🤖 AI Summary
This study addresses a critical gap in current environmental impact assessments of large language models, which typically focus only on pretraining while neglecting post-training phases such as fine-tuning, preference optimization, and reinforcement learning. For the first time, it presents a comprehensive lifecycle analysis of the Olmo 3 model series (7B/32B), systematically accounting for energy consumption across all development stages—including experimental runs, failed trials, and ablation studies that do not contribute to the final model. Employing an end-to-end energy tracking methodology integrated with data center electricity usage, carbon emissions, and water consumption metrics, the analysis reveals that 82.2% of the total environmental cost stems from non-final model experiments, with the post-training phase—particularly reinforcement learning inference—exhibiting substantial energy demands. The entire development process consumed approximately 12.3 GWh of electricity, emitted 4,251 metric tons of CO₂e, and used 15,887 kiloliters of water, far exceeding the scope of environmental disclosures currently reported in the industry.
📝 Abstract
Modern language model development extends far beyond pretraining, yet environmental reporting remains narrowly focused on the cost of training a single final model. In this work, we provide the first detailed breakdown of the environmental impact of a full model development pipeline, from pretraining through supervised fine-tuning, preference optimization, and reinforcement learning, for Olmo 3, a family of 7 billion and 32 billion parameter models in both instruction-following and reasoning variants.
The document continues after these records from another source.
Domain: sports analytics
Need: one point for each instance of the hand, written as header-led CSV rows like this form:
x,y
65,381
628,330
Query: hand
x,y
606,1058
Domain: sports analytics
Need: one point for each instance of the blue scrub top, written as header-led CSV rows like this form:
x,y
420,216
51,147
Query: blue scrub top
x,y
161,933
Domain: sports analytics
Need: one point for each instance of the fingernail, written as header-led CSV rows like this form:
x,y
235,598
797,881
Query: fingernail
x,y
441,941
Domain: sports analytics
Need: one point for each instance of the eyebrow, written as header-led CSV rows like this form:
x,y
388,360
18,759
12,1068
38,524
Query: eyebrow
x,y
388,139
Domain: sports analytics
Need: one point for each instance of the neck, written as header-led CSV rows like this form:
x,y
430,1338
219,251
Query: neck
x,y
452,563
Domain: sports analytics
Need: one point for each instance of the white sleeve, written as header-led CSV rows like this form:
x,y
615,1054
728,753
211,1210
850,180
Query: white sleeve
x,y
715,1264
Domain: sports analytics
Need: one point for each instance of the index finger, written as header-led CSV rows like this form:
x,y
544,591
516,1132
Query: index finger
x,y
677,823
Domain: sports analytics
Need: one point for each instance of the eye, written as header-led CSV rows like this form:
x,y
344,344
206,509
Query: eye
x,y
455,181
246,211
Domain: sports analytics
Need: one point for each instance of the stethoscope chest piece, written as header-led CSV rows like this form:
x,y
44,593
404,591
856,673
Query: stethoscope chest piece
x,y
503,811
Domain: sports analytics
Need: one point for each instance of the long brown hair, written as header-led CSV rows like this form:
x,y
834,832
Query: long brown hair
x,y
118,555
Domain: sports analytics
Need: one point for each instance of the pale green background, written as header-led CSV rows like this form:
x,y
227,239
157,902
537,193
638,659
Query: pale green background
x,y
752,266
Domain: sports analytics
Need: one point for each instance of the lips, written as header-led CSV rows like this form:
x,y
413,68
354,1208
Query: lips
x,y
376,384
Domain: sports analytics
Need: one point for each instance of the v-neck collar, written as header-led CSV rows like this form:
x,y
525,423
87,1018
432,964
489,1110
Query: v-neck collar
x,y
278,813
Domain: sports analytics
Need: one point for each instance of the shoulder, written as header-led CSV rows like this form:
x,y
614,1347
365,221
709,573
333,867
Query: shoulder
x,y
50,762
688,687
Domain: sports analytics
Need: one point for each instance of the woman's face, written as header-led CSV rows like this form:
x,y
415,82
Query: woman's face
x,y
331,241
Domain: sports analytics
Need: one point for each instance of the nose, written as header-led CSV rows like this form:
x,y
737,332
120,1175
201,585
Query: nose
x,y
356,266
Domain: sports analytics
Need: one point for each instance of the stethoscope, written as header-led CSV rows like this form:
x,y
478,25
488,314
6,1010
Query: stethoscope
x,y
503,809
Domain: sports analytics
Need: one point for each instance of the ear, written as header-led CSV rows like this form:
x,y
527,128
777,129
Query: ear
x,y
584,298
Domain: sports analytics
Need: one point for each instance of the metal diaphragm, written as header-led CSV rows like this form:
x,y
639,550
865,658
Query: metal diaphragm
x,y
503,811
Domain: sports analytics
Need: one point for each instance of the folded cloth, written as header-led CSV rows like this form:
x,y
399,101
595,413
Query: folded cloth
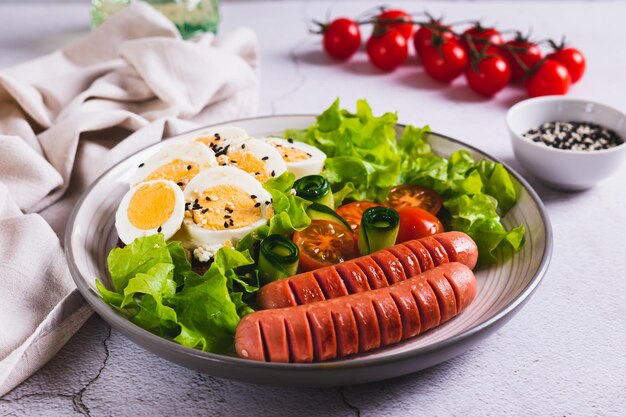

We find that reasoning models are 17x more expensive to post-train than their instruction-tuned counterparts in terms of datacenter energy, driven by reinforcement learning rollout generation. Development costs (including experimentation, failed runs, and ablations) account for 82.2% of total compute, a roughly 65% increase over the ~50% reported for pretraining-focused pipelines in prior work. In total, we estimate our model development process consumed ~12.3 GWh of datacenter energy, emitted 4,251 tCO2eq, and consumed 15,887 kL of water, with water consumption driven entirely by power generation infrastructure rather than data center cooling. These costs, which are almost entirely unreported by model developers, are growing rapidly as post-training pipelines become more complex, and must be accounted for in environmental reporting standards and by the research community working to reduce AI's environmental impact.